Girls Lead is a unique program in that it is both evidence-based and experiential, enabling participants to experience and incorporate four essential life skills into their everyday choices, developing leaders now and into the future.
The program is funded through the generosity of donors and is free to schools and participants. If you are interested in helping to support Girls Lead 2023-2024, please contact Dr. Mojdeh Keykhah, WRC’s Director of Development and Communications, at Mojdeh@womensrc.org.

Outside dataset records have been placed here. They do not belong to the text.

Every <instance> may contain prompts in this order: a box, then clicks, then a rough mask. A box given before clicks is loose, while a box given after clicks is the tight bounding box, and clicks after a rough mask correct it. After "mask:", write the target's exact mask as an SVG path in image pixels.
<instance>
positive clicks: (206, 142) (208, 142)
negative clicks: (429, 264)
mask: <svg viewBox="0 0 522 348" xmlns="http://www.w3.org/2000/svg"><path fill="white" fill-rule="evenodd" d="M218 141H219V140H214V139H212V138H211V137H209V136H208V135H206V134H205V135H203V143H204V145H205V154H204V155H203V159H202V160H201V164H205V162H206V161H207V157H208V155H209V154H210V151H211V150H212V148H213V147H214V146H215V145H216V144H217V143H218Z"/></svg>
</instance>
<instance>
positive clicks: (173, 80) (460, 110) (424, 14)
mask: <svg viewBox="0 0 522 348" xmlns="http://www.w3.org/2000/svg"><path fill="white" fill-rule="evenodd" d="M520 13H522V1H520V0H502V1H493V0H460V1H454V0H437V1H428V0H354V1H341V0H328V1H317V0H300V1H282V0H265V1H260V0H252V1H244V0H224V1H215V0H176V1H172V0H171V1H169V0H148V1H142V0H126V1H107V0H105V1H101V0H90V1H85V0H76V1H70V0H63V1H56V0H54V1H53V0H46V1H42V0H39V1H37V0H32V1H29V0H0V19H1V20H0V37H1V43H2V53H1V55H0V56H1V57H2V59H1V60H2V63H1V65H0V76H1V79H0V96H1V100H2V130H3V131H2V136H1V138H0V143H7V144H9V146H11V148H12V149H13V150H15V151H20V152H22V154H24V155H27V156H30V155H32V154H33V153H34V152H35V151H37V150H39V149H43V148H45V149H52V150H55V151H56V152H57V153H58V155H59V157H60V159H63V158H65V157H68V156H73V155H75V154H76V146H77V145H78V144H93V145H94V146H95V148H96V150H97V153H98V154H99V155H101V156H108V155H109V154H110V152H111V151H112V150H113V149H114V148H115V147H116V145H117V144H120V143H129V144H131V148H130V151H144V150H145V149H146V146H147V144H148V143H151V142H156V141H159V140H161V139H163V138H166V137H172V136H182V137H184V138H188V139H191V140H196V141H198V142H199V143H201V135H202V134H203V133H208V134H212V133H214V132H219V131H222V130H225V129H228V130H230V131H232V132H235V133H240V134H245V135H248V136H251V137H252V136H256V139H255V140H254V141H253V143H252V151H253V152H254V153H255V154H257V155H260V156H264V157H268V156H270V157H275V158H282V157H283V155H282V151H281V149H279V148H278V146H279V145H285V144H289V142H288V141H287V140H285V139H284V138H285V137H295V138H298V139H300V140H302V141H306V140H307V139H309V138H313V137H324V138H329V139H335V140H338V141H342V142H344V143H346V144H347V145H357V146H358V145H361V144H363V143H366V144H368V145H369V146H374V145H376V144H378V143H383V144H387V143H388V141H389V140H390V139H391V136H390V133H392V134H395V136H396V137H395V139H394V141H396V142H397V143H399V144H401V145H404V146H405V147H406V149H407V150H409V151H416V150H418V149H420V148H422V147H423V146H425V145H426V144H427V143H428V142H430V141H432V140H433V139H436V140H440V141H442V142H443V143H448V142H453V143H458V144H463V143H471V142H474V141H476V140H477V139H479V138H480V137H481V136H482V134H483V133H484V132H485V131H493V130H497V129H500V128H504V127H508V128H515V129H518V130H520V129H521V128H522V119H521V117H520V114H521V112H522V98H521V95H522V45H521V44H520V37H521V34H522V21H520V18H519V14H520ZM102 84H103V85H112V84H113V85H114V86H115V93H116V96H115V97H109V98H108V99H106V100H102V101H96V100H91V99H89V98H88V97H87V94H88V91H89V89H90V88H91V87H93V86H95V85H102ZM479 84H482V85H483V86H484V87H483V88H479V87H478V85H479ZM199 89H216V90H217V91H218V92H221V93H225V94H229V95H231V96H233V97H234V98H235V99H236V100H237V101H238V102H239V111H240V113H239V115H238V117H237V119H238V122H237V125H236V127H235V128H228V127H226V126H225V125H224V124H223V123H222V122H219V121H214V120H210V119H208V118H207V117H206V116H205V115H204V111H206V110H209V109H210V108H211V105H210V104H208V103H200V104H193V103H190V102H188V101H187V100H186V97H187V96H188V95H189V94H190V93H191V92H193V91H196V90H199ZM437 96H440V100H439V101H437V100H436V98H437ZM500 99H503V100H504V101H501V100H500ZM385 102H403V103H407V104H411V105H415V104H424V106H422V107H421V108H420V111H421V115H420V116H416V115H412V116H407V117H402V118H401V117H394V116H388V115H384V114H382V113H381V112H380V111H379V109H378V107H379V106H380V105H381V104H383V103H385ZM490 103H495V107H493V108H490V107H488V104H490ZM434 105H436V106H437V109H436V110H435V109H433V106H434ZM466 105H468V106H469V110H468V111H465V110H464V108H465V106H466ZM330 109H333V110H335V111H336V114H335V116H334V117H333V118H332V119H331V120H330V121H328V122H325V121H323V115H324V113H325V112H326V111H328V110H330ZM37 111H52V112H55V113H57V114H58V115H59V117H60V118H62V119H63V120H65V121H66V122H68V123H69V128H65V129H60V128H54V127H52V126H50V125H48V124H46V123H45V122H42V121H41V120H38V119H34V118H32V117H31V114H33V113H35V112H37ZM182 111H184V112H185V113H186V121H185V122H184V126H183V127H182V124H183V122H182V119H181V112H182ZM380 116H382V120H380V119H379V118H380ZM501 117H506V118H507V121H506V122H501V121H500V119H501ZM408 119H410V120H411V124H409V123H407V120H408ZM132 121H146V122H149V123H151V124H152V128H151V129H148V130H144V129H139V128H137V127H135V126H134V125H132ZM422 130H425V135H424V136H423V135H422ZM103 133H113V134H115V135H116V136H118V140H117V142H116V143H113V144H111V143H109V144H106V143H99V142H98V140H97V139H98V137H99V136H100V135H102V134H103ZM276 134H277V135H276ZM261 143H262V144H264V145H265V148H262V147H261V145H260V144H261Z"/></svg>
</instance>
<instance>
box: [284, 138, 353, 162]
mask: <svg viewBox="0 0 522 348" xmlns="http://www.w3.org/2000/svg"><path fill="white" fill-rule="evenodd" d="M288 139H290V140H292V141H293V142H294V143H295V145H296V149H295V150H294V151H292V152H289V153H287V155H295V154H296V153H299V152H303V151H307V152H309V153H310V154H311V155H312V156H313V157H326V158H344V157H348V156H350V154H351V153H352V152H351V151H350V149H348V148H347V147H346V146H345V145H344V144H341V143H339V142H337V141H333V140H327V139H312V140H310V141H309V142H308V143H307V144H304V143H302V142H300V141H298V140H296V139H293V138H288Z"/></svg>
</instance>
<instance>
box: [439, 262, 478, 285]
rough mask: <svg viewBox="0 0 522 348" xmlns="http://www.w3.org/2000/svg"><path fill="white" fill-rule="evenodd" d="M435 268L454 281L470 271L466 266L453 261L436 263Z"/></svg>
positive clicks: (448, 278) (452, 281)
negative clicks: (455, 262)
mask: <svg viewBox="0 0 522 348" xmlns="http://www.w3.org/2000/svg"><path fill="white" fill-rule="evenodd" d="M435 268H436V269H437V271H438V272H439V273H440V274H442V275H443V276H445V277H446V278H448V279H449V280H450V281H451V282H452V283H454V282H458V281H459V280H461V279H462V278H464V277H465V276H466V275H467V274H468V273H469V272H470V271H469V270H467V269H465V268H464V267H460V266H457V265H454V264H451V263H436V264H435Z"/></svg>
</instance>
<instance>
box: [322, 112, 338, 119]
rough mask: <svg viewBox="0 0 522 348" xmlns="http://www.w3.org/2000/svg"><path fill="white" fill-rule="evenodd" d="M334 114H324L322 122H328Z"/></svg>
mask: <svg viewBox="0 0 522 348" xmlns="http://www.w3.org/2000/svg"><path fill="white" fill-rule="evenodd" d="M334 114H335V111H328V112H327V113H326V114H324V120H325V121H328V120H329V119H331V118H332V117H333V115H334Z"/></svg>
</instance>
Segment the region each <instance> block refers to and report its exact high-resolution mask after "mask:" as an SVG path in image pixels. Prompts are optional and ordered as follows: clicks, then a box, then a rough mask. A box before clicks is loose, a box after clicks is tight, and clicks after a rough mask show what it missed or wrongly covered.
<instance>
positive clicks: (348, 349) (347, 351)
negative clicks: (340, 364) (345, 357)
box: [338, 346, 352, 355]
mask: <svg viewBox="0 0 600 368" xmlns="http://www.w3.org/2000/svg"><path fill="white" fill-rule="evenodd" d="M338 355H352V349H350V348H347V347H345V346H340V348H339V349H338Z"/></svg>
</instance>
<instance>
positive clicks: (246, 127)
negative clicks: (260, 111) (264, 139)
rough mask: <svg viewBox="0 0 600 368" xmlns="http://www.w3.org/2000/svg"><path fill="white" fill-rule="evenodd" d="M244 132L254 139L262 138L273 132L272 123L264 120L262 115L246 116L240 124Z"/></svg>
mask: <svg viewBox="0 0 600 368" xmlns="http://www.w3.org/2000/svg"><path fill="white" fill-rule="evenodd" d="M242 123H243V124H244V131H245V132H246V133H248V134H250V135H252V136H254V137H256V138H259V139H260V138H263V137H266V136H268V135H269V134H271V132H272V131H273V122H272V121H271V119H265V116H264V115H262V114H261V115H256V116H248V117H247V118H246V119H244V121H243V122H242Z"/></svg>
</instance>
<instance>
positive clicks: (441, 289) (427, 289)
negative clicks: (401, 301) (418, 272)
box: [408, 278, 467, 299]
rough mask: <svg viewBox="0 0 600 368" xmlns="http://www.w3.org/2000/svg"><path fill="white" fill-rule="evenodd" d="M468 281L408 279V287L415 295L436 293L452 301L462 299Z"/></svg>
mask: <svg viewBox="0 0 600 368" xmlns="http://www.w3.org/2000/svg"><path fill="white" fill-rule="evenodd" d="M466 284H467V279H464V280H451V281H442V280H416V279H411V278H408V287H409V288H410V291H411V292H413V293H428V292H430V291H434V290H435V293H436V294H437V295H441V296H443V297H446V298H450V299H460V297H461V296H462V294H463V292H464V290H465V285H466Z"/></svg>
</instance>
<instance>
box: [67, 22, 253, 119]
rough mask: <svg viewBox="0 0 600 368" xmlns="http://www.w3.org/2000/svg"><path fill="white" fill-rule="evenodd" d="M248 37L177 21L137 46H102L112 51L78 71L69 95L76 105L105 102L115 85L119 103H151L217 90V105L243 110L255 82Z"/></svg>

WRC is pleased to share that we have recently launched a strategic planning process focused on broadening access to the program for schools throughout Philadelphia, Delaware, Montgomery, Chester and Bucks Counties. The 2022-2023 program is currently serving 12 Girls Lead cohorts in 11 schools in Montgomery, Delaware and Chester Counties. The list of participating schools are: Academy Park High School, Darby Township Middle School, Fugett Middle School, Interboro High School, Peirce Middle School, Phoenixville Area Middle School, Radnor Middle School, Sharon Hill Elementary (two cohorts), Springfield Township Middle School, Stetson Middle School, and Tinicum Middle School. Interested school administrators, including school counselors, are invited to contact Girls Lead Program Manager Danielle Siwek, LCSW, at Danielle@womensrc.org to learn about how the program can be included at their school.
The purpose of the Charles M. and Joan R. Taylor Foundation, Inc. is to honor the lives and work of Charles Minor Taylor II and Joan Richards Taylor. Son of a physician, Charles Minor Taylor II became a prominent businessman in Little Rock, Arkansas. His wife, Joan R. Taylor, was a well-regarded British model and also an actress in films. During their lives, the couple took active roles in business and civic affairs in Little Rock and elsewhere. Mr. Taylor was also a decorated Air Force veteran and rose to the rank of Colonel during World War II. Joan Taylor Prewitt, in whose memory the grant is given, was a former Board member and longtime volunteer of the Women’s Resource Center.